You could invoke the Chinese remainder theorem:

$\text{given: }N\equiv30x\bmod36\implies N\equiv2x\bmod4\tag1$

$\text{given: }N\equiv5x\bmod 25\tag2$

$25\times(1)\implies25N\equiv50x\mod100 \tag3$

$4\times(2)\implies4N\equiv20x\bmod100\tag4$

$\text{Bezout: }25-6\times4=1\tag5$

$6\times(4)\implies24N\equiv20x\bmod100\tag6$

$(3)-(6)\implies N\equiv30x\bmod100\tag7$

$2\times(7)\implies2N\equiv60x\bmod100.\tag8$

In short, $N\equiv 2x\times25-5x\times4\times6\equiv30x\bmod100,$ so $2N\equiv60x\bmod100$.

Answer 3

In this problem it follows immediately from the hypotheses. Namely at that point they have $n = 30x+y\,$ so $\,2n = 60x+y,\,$ where $\, 0\le y\le 4,\,$ so, by hypothesis, adding the tens digits from radix $\,5\,$ & $\,6\,$ must yield the tens digits of $\,2n\,$ in radix $10$, which is exactly the cited "must add up to" claim. We can also directly verify this claim using modular arithmetic as below.

---

Notice $\ 5^2,6^2\mid 30x\!-\!n\iff \overbrace{{\rm lcm}(5^2,6^2)}^{\textstyle \!\!\!30^2\! = 5^2\cdot 6^2}\mid 30x\!-\!n,\ $ by the LCM Universal property.
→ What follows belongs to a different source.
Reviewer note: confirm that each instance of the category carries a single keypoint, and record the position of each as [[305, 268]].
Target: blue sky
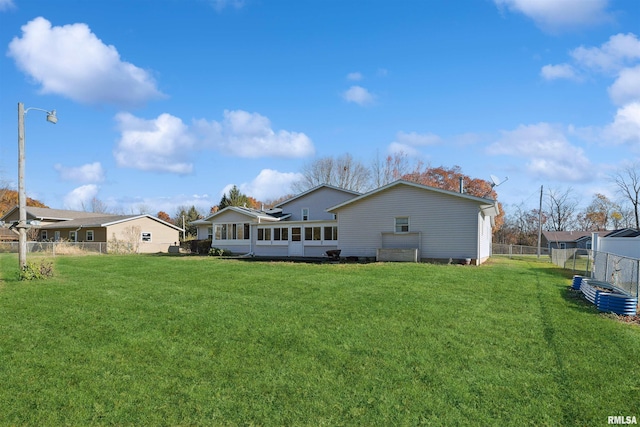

Or, equivalently, we can apply CCRT = Constant case of CRT

$$ 30x\equiv n\!\!\!\pmod{\!5^2\ \&\ 6^2}\iff 30x\equiv n\!\!\!\pmod{5^2\cdot 6^2}\qquad$$

And, of course, $\ 10^2\mid 30^2\mid x\,\Rightarrow\, 10^2\mid x\ $ by transitivity of "divides" (or, equivalently,since congruences persist mod factors of the modulus).

Hence $\bmod 10^2\!:\,\ 30x\equiv n\,\overset{\large \times\ 2}\Longrightarrow\, 60x\equiv 2n\ $ by the Congruence Product Rule.